The UW was the perfect fit.
As a Peace Corps alumna, Alexander had already worked in developing nations. She speaks Spanish and is now learning Quechua, a native language of the Andes. Her engineering background and language skills were an asset to the group, whose area of concentration is Latin America.
The organization’s vision is to implement sustainable engineering projects that won’t adversely affect future generations. The idea is to teach the communities to keep the projects going without outside help. Most projects last two to five years.
But Alexander knows she’ll go back to visit, long after the projects are completed.
“We’ve become such a part of who they are,” she said.
As the project leader for the Yanayo community, Alexander travels on all site assessment trips to the impoverished village, where the group has already successfully implemented nonpolluting stoves, tin roofs and an irrigation system since the first site inspection in September 2006.
Alexander extended a visit last summer. The lone American stayed with the villagers for five weeks, one of which she spent largely intoxicated.

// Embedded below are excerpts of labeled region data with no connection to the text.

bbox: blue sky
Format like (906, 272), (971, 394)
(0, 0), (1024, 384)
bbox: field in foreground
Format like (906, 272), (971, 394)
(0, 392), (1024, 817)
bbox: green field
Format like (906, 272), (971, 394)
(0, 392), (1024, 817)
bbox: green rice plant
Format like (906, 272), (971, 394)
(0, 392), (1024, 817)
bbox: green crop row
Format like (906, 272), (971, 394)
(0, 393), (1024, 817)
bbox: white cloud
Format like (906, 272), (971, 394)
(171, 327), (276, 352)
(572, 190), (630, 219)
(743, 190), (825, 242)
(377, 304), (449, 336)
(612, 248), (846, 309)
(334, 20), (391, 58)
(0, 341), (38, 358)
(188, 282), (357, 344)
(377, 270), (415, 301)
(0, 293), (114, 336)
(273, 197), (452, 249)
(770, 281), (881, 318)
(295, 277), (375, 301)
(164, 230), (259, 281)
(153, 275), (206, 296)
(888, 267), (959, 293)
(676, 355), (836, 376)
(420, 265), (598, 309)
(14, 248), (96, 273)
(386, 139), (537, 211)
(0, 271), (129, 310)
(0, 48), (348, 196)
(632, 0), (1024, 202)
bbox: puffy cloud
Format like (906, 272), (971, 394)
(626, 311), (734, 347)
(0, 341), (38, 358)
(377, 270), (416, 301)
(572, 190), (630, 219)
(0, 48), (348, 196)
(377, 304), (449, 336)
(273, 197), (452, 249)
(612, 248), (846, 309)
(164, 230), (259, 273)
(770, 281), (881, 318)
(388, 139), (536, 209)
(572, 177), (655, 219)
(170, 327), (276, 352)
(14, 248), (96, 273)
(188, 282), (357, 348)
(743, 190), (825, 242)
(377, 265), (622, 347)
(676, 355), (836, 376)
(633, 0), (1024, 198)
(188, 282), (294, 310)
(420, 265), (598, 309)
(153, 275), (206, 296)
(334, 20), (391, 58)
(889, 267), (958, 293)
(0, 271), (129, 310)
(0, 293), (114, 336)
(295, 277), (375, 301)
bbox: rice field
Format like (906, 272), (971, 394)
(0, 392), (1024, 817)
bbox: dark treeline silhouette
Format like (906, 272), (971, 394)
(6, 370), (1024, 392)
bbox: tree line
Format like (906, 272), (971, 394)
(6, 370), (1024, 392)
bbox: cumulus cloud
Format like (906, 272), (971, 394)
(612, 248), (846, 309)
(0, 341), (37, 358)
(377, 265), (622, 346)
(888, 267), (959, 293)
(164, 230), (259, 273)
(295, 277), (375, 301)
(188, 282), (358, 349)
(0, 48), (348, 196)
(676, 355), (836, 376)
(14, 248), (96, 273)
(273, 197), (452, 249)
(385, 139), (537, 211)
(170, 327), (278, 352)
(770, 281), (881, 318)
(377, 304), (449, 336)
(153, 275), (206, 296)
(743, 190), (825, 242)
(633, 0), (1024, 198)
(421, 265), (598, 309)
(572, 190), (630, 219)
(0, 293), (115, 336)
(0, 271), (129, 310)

The villagers were in a festive mood. It was Bolivia’s independence day, and the villagers had prepared a batch of “chicha,” which Alexander likened to a weak, corn-based beer. But this beer had an expiration date on it, so they drank the intoxicating beverage for five days straight to salvage every last drop before it spoiled.
Villagers would then travel from one home to another, passing the drink around in a gourd, feasting on goat brains and intestines.
Alexander said during this time with the villagers, she gained not only a few pounds but also the trust of the people.
“It allowed me to get to know them on a very personal level,” she said.
Her candid participation in the village block party raised her status from foreigner to family.
“They want to build me a house in the community,” Alexander said sheepishly.
Perhaps they will discuss property values on her upcoming trip this summer. She plans to spend nearly three months in the community working on the current project to repair the road that leads to the nearest market. The new path might one day pave the way for even more extended family to settle into simple small-town life.